The pair recognizes that more work needs to be done, and their reporting can shed light on other agencies within California and nationwide.

Smith said she is looking forward to the opportunity to continue this reporting elsewhere, whether it is these agreements or not. Some states have legislation in place that attempts to address this unlawful behavior.

Rusch is following a bill recently introduced to the California legislature by an assembly member from Los Angeles in February. The bill nullifies confidentiality terms that date back to when the agreements were signed. It also prohibits the terms of the “clean-record agreements” to be used in future agreements.

According to Rusch and Smith, they sent out thousands of inquiries for interviews and records and a third of the agencies did not hand over their agreements. Now, Rusch is also working with the American Civil Liberties Union to legally challenge departments who refused to release their agreements, including the Los Angeles County Sheriff’s Department, one of the largest police departments in the state.

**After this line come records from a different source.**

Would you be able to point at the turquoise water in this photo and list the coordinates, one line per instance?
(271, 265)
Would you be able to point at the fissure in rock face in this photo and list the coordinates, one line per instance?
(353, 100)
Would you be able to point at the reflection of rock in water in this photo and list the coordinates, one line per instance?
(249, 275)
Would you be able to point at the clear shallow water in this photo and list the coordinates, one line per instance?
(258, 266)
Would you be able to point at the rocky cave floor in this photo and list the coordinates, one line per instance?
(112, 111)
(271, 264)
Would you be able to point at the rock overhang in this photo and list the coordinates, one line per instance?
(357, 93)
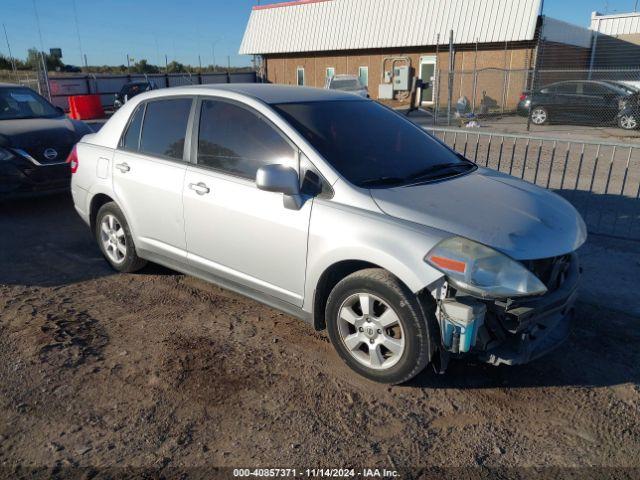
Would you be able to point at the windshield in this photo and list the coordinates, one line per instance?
(19, 102)
(629, 89)
(370, 145)
(347, 84)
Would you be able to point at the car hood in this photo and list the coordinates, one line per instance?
(512, 216)
(24, 133)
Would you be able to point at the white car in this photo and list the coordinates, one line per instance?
(337, 210)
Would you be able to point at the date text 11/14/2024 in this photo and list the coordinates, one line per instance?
(315, 473)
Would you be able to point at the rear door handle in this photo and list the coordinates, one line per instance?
(200, 188)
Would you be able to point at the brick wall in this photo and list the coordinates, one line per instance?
(282, 68)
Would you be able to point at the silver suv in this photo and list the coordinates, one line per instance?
(336, 210)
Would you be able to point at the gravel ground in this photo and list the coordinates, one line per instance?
(157, 370)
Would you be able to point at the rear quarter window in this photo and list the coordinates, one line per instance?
(164, 128)
(131, 138)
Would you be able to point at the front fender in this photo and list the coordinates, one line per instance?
(339, 233)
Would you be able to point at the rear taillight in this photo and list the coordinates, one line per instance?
(72, 159)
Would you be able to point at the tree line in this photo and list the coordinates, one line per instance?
(55, 64)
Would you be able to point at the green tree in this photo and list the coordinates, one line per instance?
(176, 67)
(34, 60)
(144, 67)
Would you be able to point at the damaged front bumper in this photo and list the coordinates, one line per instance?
(518, 331)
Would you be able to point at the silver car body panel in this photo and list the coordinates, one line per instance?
(277, 255)
(515, 217)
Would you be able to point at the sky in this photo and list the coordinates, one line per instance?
(180, 29)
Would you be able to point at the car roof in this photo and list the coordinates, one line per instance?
(265, 92)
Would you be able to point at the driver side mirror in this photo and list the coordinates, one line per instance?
(281, 179)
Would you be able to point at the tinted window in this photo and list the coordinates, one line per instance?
(567, 88)
(238, 141)
(165, 127)
(131, 139)
(596, 89)
(369, 144)
(16, 103)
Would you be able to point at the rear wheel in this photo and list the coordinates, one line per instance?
(378, 327)
(539, 116)
(628, 121)
(115, 240)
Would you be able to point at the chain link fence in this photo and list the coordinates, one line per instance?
(539, 99)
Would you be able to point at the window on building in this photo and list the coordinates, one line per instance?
(165, 127)
(363, 75)
(237, 141)
(131, 139)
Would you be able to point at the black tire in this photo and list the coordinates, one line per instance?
(412, 318)
(539, 115)
(628, 121)
(131, 262)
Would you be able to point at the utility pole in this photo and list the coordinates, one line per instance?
(35, 11)
(82, 55)
(213, 54)
(11, 59)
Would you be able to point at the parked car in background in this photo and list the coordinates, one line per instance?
(347, 83)
(339, 211)
(592, 102)
(130, 90)
(35, 140)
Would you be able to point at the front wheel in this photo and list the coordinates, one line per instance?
(628, 121)
(539, 116)
(378, 327)
(115, 239)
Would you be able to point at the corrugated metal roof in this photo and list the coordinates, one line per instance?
(620, 24)
(325, 25)
(562, 32)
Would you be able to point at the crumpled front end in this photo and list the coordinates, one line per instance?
(511, 331)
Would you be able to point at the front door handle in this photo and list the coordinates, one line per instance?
(123, 167)
(200, 188)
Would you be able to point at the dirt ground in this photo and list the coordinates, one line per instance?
(108, 374)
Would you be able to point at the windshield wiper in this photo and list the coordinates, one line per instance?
(438, 171)
(383, 181)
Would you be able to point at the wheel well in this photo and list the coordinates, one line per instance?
(329, 279)
(96, 203)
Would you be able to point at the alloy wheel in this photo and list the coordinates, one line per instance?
(113, 239)
(539, 116)
(371, 331)
(628, 122)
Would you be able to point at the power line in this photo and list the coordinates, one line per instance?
(35, 10)
(75, 15)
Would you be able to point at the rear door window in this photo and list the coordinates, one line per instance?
(238, 141)
(131, 139)
(165, 127)
(567, 88)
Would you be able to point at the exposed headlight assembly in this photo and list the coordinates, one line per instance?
(483, 271)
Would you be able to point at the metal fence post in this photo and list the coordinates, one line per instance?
(451, 69)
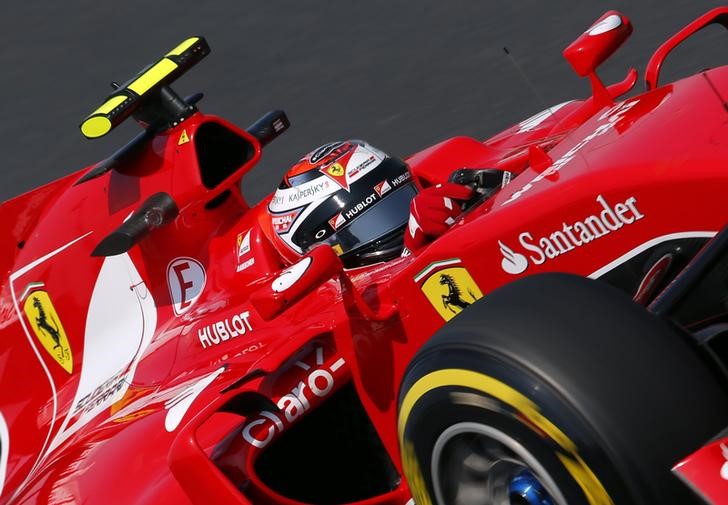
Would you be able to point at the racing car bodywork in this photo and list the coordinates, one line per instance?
(157, 348)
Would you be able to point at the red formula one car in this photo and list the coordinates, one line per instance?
(158, 348)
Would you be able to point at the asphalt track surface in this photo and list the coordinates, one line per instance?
(402, 75)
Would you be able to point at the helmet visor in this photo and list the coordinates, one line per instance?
(380, 220)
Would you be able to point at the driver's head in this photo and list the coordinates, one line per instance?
(346, 194)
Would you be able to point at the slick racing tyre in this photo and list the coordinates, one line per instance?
(555, 390)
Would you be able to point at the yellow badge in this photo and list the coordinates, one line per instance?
(183, 139)
(448, 286)
(335, 170)
(46, 325)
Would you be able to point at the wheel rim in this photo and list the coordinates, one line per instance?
(474, 464)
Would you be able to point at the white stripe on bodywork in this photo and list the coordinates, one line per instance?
(4, 450)
(650, 243)
(181, 402)
(534, 121)
(31, 341)
(120, 323)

“Investigative reporting is not easy, and it’s not easy as a working journalist to get time to do everything that it takes, to turn every page, to do 250 interviews, to dig deep into a system, to not just report at the surface level,” Smith said. “This project took so long, and it involved so much, you know, boots on the ground, phone calls being made, records being requested. That’s what was able to uncover a system.”

Rusch works at UC Berkeley’s Investigative Reporting Program as a data journalist and records request manager. Smith is a States Newsroom reporter for the Indiana Capital Chronicle.